Although Conlon’s conducting of operas by Mozart, Verdi and Wagner is always memorable, Conlon clearly has a special affinity for Puccini and a connection with “Butterfly”. One can trust that what one is hearing from the Los Angeles Orchestra is a world class orchestral interpretation of Puccini’s incomparable score.
Lee Blakeley’s Production
Lee Blakeley had previously created a memorable production of Verdi’s “Falstaff” for the Los Angeles Opera [A Lovable “Falstaff”: Roberto Frontali Brilliant in Lee Blakeley’s Enchanting New Production – Los Angeles Opera, November 9, 2013].
Blakeley’s gritty production of Puccini’s “Madama Butterfly” was originally mounted for the Santa Fe Opera [see my review: Kaduce’s Incandescent Cio Cio San, Jovanovich’s Injudicious Pinkerton, Emblazon Blakeley’s “Butterfly” – Santa Fe Opera, July 16, 2010]. Since Santa Fe’s stage is partially open to the elements, the production had to be revised to accommodate the Dorothy Chandler Pavilion’s stage.

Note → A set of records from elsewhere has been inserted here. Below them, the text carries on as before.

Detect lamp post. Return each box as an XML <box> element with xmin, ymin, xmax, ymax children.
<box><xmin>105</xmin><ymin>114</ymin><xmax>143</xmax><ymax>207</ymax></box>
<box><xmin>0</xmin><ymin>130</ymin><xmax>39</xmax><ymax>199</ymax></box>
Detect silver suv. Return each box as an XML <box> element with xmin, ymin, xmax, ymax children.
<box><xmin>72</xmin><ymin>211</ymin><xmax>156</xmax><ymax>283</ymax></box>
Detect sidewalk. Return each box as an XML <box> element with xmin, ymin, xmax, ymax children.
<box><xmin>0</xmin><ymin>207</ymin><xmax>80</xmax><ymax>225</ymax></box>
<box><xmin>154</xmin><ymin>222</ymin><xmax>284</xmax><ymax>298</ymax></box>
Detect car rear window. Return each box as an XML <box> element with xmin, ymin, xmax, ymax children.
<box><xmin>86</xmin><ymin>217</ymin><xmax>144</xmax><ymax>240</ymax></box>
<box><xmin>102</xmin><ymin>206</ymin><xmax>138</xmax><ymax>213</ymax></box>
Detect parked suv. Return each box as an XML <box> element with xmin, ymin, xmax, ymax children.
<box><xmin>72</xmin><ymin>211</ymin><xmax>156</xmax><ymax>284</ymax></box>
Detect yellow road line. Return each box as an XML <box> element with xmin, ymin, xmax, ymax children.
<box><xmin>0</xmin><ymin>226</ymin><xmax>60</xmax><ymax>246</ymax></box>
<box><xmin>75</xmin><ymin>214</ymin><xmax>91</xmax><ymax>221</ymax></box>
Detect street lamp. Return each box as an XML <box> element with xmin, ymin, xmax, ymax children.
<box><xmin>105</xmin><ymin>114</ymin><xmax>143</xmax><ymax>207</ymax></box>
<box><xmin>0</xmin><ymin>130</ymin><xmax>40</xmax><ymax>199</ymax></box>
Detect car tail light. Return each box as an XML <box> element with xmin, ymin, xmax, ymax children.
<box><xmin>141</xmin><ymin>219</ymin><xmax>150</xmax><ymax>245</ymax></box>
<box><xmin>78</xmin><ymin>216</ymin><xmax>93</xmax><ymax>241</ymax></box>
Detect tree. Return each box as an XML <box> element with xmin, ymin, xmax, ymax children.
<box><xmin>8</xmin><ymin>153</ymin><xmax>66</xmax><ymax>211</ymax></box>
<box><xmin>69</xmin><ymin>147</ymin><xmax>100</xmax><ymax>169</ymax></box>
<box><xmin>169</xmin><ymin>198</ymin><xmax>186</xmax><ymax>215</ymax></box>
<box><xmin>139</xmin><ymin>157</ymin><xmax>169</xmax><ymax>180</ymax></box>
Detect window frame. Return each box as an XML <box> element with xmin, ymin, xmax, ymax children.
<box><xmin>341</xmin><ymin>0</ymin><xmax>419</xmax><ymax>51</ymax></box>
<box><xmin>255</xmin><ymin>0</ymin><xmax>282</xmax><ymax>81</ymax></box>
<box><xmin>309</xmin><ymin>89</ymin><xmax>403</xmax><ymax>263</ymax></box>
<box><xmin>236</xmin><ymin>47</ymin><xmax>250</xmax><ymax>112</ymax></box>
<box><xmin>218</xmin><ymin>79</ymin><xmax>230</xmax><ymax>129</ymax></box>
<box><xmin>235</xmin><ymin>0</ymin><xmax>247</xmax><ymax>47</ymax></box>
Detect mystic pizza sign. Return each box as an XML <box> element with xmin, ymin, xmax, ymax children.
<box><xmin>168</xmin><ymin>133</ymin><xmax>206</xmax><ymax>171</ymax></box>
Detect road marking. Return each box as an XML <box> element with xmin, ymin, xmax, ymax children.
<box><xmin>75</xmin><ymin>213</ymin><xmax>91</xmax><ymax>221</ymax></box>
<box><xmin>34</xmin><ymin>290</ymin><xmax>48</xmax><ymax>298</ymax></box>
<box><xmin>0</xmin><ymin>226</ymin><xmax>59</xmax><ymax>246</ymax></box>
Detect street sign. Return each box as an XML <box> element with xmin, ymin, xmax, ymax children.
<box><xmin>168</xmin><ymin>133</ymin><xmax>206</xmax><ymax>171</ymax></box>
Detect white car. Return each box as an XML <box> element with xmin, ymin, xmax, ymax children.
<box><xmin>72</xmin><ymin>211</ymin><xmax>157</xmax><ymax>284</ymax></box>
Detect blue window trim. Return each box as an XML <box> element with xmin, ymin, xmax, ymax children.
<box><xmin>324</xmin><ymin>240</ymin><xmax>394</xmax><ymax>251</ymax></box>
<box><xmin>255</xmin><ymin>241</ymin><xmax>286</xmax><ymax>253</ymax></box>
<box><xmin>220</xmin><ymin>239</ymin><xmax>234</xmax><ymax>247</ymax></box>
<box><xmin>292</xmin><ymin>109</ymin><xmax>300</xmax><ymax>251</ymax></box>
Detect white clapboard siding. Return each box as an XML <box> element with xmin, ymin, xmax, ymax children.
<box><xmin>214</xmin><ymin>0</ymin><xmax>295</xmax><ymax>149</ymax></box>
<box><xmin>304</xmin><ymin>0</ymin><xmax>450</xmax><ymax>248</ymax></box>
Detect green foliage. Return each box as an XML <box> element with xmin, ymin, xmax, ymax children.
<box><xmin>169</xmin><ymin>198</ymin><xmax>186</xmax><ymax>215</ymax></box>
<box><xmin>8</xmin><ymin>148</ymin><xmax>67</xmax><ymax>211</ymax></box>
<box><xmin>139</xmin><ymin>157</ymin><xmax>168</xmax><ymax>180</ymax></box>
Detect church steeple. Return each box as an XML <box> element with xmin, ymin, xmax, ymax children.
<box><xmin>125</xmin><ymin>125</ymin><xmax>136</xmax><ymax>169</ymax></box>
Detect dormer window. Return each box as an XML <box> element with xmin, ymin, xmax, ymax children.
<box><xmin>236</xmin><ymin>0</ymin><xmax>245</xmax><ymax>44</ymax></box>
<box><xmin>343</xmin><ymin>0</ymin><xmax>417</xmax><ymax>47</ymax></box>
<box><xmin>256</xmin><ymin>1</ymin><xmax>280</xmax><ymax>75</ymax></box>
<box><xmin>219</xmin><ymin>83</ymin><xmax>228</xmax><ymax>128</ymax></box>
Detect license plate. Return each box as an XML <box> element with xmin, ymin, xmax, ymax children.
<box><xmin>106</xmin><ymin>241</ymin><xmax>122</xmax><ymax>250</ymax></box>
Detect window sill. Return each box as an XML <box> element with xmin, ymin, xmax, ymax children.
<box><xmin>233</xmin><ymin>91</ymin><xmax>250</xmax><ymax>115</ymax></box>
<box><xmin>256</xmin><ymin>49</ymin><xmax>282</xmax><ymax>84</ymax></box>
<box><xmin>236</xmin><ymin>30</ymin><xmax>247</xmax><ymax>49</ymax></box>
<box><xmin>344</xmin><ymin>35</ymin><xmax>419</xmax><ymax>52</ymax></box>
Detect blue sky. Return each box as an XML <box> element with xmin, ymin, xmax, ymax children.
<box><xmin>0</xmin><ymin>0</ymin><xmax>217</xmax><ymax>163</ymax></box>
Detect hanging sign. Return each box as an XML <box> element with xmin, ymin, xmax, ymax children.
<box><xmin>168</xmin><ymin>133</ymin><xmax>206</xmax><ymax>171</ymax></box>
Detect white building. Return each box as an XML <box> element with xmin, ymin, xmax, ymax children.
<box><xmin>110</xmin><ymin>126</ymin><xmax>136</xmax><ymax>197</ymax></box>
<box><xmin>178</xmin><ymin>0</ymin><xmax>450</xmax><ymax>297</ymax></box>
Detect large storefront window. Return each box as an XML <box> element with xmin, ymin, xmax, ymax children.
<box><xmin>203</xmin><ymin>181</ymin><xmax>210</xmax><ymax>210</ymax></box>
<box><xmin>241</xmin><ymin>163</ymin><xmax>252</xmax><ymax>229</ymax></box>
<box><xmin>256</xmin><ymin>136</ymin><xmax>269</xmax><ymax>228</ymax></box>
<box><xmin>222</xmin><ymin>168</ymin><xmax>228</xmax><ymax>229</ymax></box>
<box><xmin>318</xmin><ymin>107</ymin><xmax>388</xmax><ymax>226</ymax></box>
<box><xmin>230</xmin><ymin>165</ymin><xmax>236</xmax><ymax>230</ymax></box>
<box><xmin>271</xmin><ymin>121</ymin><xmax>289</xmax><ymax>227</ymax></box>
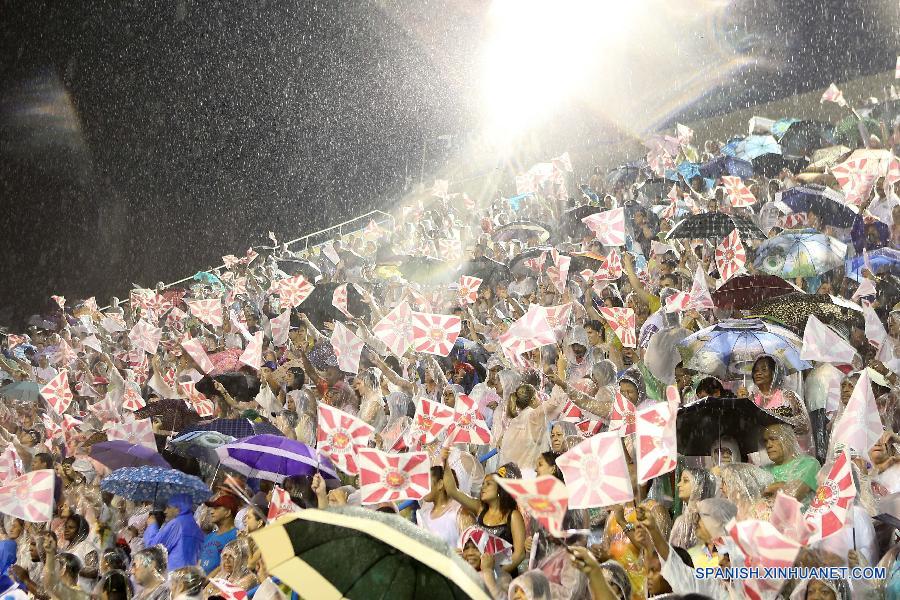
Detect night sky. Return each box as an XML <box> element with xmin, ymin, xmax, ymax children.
<box><xmin>0</xmin><ymin>0</ymin><xmax>900</xmax><ymax>324</ymax></box>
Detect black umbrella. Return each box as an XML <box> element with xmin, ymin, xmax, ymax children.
<box><xmin>675</xmin><ymin>396</ymin><xmax>783</xmax><ymax>456</ymax></box>
<box><xmin>778</xmin><ymin>121</ymin><xmax>834</xmax><ymax>159</ymax></box>
<box><xmin>666</xmin><ymin>212</ymin><xmax>768</xmax><ymax>241</ymax></box>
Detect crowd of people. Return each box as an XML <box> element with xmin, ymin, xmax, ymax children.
<box><xmin>0</xmin><ymin>84</ymin><xmax>900</xmax><ymax>600</ymax></box>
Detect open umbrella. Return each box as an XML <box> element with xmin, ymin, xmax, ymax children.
<box><xmin>180</xmin><ymin>419</ymin><xmax>282</xmax><ymax>439</ymax></box>
<box><xmin>493</xmin><ymin>221</ymin><xmax>550</xmax><ymax>244</ymax></box>
<box><xmin>134</xmin><ymin>398</ymin><xmax>201</xmax><ymax>431</ymax></box>
<box><xmin>678</xmin><ymin>319</ymin><xmax>812</xmax><ymax>379</ymax></box>
<box><xmin>216</xmin><ymin>435</ymin><xmax>338</xmax><ymax>483</ymax></box>
<box><xmin>100</xmin><ymin>467</ymin><xmax>210</xmax><ymax>506</ymax></box>
<box><xmin>753</xmin><ymin>229</ymin><xmax>847</xmax><ymax>279</ymax></box>
<box><xmin>751</xmin><ymin>292</ymin><xmax>865</xmax><ymax>333</ymax></box>
<box><xmin>711</xmin><ymin>275</ymin><xmax>797</xmax><ymax>310</ymax></box>
<box><xmin>844</xmin><ymin>248</ymin><xmax>900</xmax><ymax>284</ymax></box>
<box><xmin>168</xmin><ymin>431</ymin><xmax>235</xmax><ymax>465</ymax></box>
<box><xmin>675</xmin><ymin>396</ymin><xmax>782</xmax><ymax>458</ymax></box>
<box><xmin>666</xmin><ymin>212</ymin><xmax>768</xmax><ymax>241</ymax></box>
<box><xmin>781</xmin><ymin>183</ymin><xmax>856</xmax><ymax>228</ymax></box>
<box><xmin>252</xmin><ymin>506</ymin><xmax>491</xmax><ymax>600</ymax></box>
<box><xmin>700</xmin><ymin>156</ymin><xmax>753</xmax><ymax>179</ymax></box>
<box><xmin>0</xmin><ymin>381</ymin><xmax>41</xmax><ymax>402</ymax></box>
<box><xmin>89</xmin><ymin>440</ymin><xmax>171</xmax><ymax>471</ymax></box>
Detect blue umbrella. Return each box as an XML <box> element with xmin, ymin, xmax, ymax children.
<box><xmin>100</xmin><ymin>467</ymin><xmax>211</xmax><ymax>506</ymax></box>
<box><xmin>844</xmin><ymin>248</ymin><xmax>900</xmax><ymax>284</ymax></box>
<box><xmin>179</xmin><ymin>419</ymin><xmax>284</xmax><ymax>439</ymax></box>
<box><xmin>753</xmin><ymin>229</ymin><xmax>847</xmax><ymax>279</ymax></box>
<box><xmin>678</xmin><ymin>319</ymin><xmax>812</xmax><ymax>379</ymax></box>
<box><xmin>700</xmin><ymin>156</ymin><xmax>753</xmax><ymax>179</ymax></box>
<box><xmin>90</xmin><ymin>440</ymin><xmax>171</xmax><ymax>470</ymax></box>
<box><xmin>216</xmin><ymin>435</ymin><xmax>338</xmax><ymax>483</ymax></box>
<box><xmin>735</xmin><ymin>135</ymin><xmax>781</xmax><ymax>160</ymax></box>
<box><xmin>781</xmin><ymin>183</ymin><xmax>856</xmax><ymax>228</ymax></box>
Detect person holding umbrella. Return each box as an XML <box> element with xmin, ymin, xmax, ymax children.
<box><xmin>144</xmin><ymin>494</ymin><xmax>203</xmax><ymax>568</ymax></box>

[Below: Suzuki (Milena Kitic, left, standing) prepares the wedding dress and hair of Cio-Cio San (Ana Maria Martinez, left, kneeling) as Lieutenant Pinkerton (Stefano Secco, right) waits outside; edited image, based on a Ken Howard photograph, courtesy of the Los Angeles Opera.]
Unlike the elegant Japanese settings of productions traditionally seen of Puccini’s masterpiece, Blakeley has taken a sobering view of Butterfly’s socioeconomic situation, particularly in the combined second/third act, when (as we know from the libretto) Butterfly has sold most of her furniture and other possessions and is shunned by her family.
[Below: Sharpless (Kihun Yoon, right) explains to Suzuki (Milena Kitic, center) who Kate Pinkerton (Lacey Jo Benter, left ) is and why she is there; edited image, based on a Ken Howard photograph, courtesy of the Los Angeles Opera.]
Blakeley emphasizes the poverty of the neighborhood in which the house is located, at the turn of the 20th century. The setting is wholly consistent with the words that Butterfly (Ana Maria Martinez) and Suzuki (Milena Kitic) sing and is dramatically convincing.
I recommend the production and cast enthusiastically, both for the veteran opera-goer and for persons new to opera.